Viele Muslimen sind heutzutage der Meinung, dass der Dschihad natürlich ein heiliger, von Gott befohlener Krieg sei. Ich glaube, die meisten Muslime verstehen den Dschihad heute als Akt der reinen Selbstverteidigung, der von jeher Grenzen hatte.
Diese Auffassung unterscheidet sich in vielerlei Hinsicht vom westlichen Verständnis eines „Heiligen Krieges“. Ein „Heiliger Krieg“ ist offensiv, nicht defensiv, weitestgehend frei von (moralischen) Grenzen. Wer Gottes Willen vollstreckt, dessen Handlungen unterliegen keinerlei Beschränkungen. Man kann willkürlich einfach jeden bekämpfen. Diese Ansicht ist gefährlich und, denke ich, zu trennen von der Idee eines gerechten Krieges. Deshalb – um Ihre Frage zu beantworten – ist es so wichtig, sich Begrifflichkeiten und Konzepten zu bedienen, die im Westen verstanden werden.
IslamiQ: Kann die Unterdrückung und Verfolgung z. B. im Gaza-Streifen oder der West-Bank als Grund für den Bruch mit islamisch-ethischen Verhaltensnormen gelten?

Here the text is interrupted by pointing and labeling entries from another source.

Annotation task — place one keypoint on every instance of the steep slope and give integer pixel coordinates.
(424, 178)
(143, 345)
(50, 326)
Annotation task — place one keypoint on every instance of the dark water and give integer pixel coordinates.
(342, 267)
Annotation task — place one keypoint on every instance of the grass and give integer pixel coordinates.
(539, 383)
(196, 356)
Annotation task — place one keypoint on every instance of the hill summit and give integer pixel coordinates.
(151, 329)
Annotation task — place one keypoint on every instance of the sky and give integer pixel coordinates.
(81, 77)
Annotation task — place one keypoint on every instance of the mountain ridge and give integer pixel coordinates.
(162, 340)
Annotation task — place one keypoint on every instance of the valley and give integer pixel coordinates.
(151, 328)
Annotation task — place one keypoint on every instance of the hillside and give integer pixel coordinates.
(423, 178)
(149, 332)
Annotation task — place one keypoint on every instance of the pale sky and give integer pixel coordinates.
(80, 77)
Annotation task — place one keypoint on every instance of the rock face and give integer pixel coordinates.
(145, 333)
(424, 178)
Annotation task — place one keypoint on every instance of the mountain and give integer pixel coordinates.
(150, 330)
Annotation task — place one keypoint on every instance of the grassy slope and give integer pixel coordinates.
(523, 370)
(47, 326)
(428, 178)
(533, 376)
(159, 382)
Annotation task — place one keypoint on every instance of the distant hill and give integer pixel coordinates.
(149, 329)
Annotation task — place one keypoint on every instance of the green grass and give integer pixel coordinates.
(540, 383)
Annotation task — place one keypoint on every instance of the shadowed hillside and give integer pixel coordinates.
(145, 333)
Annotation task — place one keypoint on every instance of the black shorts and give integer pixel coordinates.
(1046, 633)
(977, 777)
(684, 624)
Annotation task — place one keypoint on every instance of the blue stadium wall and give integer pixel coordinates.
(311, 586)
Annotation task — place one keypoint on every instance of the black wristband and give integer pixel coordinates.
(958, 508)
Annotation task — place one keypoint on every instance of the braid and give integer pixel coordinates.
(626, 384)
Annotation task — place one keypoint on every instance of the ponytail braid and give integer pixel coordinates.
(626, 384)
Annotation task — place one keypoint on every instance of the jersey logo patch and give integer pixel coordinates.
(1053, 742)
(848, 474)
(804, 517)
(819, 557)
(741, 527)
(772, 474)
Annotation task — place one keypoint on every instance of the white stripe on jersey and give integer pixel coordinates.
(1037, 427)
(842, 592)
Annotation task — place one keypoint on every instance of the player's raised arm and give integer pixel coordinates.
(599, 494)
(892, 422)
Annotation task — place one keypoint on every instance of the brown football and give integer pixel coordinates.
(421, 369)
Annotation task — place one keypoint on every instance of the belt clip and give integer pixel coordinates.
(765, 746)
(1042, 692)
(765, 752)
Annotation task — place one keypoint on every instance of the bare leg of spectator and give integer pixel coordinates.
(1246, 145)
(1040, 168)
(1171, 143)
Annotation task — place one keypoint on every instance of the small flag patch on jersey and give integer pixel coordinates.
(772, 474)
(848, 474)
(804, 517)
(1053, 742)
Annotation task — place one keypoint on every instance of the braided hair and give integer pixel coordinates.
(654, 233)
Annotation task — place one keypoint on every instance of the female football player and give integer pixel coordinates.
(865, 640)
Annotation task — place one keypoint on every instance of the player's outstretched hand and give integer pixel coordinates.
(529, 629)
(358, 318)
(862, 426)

Hashmi: Diese Frage lässt sich in Kürze nur schwer beantworten, denn sie betrifft eine selbst unter Experten umstrittene Frage der Kriegsethik: Behalten die Regeln der Kriegsführung unter allen Umständen, also selbst im Falle einer existenziellen Bedrohung des eigenen Lebens oder des Fortbestands der Gemeinschaft ihre unumstößliche Gültigkeit, oder können sie in außer Kraft gesetzt werden?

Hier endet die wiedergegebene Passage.